Le Monde – Le destin de Francis Diébédo Kéré va-t-il inspirer un film hollywoodien ? Alors qu’à 56 ans ce Burkinabé de naissance, berlinois d’adoption, devient le 45e architecte à recevoir le prix Pritzker, la question se pose. Né dans le village de Gando où il n’y avait pas d’école lorsqu’il était enfant, il est envoyé par son père, le chef du village, l’année de ses 7 ans, à 20 kilomètres de chez lui pour apprendre à lire et à écrire.
Autant dire au bout du monde. Malheureux de son sort, il l’est d’autant plus que la salle de classe où il passe ses journées est une fournaise : cette construction en béton sommaire, mal ventilée, mal éclairée, où les enfants, trop nombreux, sont serrés comme des sardines, va nourrir chez lui une obsession qui le guidera tout au long de ses années de formation : il veut offrir aux enfants de Gando une école digne de ce nom.
Cette école, c’est le premier projet qu’il met en œuvre une fois devenu architecte, en 2001, l’origine d’une œuvre tendue par le désir de faire des bâtiments agréables à vivre, qui respirent autant qu’ils inspirent. Il lui vaudra, en 2004, de recevoir le prestigieux prix de l’Aga Khan qui lui offre, d’entrée de jeu, une place sur la carte mondiale de l’architecture. En 2021, le magazine du New York Times inscrit son travail dans une liste des vingt-cinq projets architecturaux les plus influents depuis la seconde guerre mondiale.
Recherche de fraîcheur
Comment faire une architecture contemporaine qui soit belle et bonne dans un pays aussi pauvre que le Burkina Faso ? Cette question va inspirer à Kéré des manières bien spécifiques de travailler, combinaison de procédés empruntés à l’architecture occidentale et de savoir-faire traditionnels, recours aux matériaux locaux, chantiers participatifs… La recherche de fraîcheur en ligne de mire, l’architecte développe une grammaire faite de doubles toitures, de percement de façade, de cours ombragées… Les ballets d’ombre et de lumière qui en résultent s’accordent avec les jeux de couleurs, les textiles, et les matériaux pour produire une poésie aride et sensuelle.
Dans le texte rédigé pour la remise du prix Pritzker, le jury a déclaré : « Francis Diébédo Kéré sait, au plus profond de lui-même, que l’architecture n’est pas affaire d’objet mais d’objectif, pas de produit mais de processus.
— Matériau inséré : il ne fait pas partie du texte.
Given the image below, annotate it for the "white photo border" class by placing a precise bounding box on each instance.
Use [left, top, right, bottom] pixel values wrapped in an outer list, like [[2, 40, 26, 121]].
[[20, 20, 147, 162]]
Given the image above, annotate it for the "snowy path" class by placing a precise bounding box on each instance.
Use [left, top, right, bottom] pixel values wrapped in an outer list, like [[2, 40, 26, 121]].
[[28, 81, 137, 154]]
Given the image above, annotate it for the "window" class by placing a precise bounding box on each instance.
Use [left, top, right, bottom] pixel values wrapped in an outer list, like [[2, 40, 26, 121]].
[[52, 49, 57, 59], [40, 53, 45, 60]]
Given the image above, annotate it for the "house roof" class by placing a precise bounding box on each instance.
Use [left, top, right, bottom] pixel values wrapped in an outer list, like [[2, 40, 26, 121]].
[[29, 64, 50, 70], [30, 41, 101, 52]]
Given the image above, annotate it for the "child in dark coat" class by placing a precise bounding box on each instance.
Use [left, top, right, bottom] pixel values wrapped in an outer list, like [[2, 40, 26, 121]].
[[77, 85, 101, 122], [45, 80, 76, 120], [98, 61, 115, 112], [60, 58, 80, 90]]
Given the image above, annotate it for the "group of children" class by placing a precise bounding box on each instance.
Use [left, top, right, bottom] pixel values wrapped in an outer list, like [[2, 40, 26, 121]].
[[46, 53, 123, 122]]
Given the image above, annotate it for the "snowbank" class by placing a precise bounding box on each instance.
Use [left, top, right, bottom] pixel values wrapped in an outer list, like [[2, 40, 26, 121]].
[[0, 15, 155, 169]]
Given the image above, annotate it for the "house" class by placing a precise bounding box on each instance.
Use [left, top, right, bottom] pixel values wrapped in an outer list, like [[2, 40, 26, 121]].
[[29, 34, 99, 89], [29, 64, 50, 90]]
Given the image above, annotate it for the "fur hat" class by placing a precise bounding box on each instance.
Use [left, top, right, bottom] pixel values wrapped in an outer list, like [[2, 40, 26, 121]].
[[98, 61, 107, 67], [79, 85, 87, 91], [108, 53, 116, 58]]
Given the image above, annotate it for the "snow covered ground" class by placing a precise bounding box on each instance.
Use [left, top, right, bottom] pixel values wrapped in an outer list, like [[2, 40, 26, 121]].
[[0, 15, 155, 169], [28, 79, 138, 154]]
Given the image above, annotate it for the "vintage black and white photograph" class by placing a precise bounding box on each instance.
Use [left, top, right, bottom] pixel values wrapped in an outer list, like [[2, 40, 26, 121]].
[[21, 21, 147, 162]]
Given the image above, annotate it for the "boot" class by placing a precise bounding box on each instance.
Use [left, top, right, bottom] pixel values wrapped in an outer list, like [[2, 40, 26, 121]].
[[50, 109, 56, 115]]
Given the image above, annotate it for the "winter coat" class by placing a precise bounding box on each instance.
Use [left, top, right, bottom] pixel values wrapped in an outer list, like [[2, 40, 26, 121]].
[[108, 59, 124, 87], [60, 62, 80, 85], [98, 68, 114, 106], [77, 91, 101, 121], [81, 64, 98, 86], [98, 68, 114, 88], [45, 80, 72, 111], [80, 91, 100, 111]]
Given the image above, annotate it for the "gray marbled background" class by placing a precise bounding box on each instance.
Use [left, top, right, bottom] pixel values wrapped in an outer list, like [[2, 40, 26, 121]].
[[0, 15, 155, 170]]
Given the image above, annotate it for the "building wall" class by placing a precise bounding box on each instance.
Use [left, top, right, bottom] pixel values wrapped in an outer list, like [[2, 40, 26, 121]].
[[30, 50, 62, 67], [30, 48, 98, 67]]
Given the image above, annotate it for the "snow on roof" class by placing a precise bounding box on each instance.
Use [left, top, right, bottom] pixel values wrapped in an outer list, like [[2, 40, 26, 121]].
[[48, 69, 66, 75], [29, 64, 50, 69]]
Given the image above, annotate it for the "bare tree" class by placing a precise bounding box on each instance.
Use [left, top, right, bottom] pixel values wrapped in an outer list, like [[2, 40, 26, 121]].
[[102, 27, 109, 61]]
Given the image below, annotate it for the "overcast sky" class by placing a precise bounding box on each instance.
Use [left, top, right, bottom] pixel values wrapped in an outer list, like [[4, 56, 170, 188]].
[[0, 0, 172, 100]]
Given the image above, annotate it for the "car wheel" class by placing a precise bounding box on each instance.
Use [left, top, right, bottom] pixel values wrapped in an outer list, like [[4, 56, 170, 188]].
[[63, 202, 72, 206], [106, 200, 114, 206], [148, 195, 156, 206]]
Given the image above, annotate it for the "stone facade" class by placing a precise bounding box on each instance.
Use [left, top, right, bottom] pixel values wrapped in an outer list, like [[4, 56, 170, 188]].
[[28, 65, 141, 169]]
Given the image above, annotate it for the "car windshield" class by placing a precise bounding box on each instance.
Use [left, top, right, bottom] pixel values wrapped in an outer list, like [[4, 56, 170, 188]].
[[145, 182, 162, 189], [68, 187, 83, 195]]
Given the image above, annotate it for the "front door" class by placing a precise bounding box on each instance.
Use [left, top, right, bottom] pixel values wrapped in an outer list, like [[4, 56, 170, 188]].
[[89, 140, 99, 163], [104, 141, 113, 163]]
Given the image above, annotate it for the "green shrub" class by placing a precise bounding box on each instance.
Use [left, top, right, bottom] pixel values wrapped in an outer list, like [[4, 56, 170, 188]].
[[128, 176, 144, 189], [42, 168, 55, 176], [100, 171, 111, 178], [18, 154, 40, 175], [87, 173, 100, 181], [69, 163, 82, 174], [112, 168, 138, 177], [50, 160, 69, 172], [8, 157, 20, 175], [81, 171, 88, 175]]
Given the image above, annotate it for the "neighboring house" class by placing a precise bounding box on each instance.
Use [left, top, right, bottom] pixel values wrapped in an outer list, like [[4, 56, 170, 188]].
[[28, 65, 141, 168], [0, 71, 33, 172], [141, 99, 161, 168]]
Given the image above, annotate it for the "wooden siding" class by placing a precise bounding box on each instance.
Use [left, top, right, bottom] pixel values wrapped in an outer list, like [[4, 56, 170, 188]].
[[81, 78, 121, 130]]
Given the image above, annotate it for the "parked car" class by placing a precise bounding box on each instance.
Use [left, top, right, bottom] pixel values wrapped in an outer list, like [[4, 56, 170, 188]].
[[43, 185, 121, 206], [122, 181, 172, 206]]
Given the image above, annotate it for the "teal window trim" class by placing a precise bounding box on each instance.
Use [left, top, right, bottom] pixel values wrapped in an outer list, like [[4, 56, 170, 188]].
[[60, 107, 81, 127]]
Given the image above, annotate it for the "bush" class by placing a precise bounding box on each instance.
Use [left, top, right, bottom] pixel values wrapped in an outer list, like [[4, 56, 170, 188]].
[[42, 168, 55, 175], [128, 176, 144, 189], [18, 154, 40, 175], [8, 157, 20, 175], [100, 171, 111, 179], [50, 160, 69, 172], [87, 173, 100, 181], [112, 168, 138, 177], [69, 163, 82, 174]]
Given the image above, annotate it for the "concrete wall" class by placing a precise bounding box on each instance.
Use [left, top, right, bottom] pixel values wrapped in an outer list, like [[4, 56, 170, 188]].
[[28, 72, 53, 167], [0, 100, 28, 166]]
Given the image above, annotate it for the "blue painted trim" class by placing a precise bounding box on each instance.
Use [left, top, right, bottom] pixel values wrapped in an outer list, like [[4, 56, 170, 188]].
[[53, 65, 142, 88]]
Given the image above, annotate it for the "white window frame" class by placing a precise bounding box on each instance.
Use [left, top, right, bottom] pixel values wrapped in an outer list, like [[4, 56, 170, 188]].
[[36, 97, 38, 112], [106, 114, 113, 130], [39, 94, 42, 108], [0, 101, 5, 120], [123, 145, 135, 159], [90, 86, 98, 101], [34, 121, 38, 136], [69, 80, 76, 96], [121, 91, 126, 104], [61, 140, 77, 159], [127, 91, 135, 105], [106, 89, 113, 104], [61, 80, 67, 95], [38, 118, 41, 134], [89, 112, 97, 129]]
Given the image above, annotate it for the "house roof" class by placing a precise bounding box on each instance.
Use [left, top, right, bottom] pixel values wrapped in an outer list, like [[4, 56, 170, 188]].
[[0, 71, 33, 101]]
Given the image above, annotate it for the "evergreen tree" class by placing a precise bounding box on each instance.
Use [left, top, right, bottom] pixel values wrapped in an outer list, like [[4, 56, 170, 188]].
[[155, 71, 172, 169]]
Son œuvre tout entière exalte la puissance des matériaux ancrés localement. Ses bâtiments, faits pour et avec les communautés, appartiennent intégralement à ces communautés – dans leur fabrication, dans les matériaux employés, dans leurs programmes et leur caractère unique. »
Si Francis Diébédo Kéré n’a pas construit qu’en Afrique, l’activité qu’il a déployée en deux décennies sur le continent a eu un effet d’entraînement remarquable, que ce soit par l’action qu’elle a engendrée ou par les bâtiments eux-mêmes, qui sont majoritairement des écoles, des institutions culturelles, des bâtiments étatiques – il réalise actuellement le nouveau parlement du Bénin.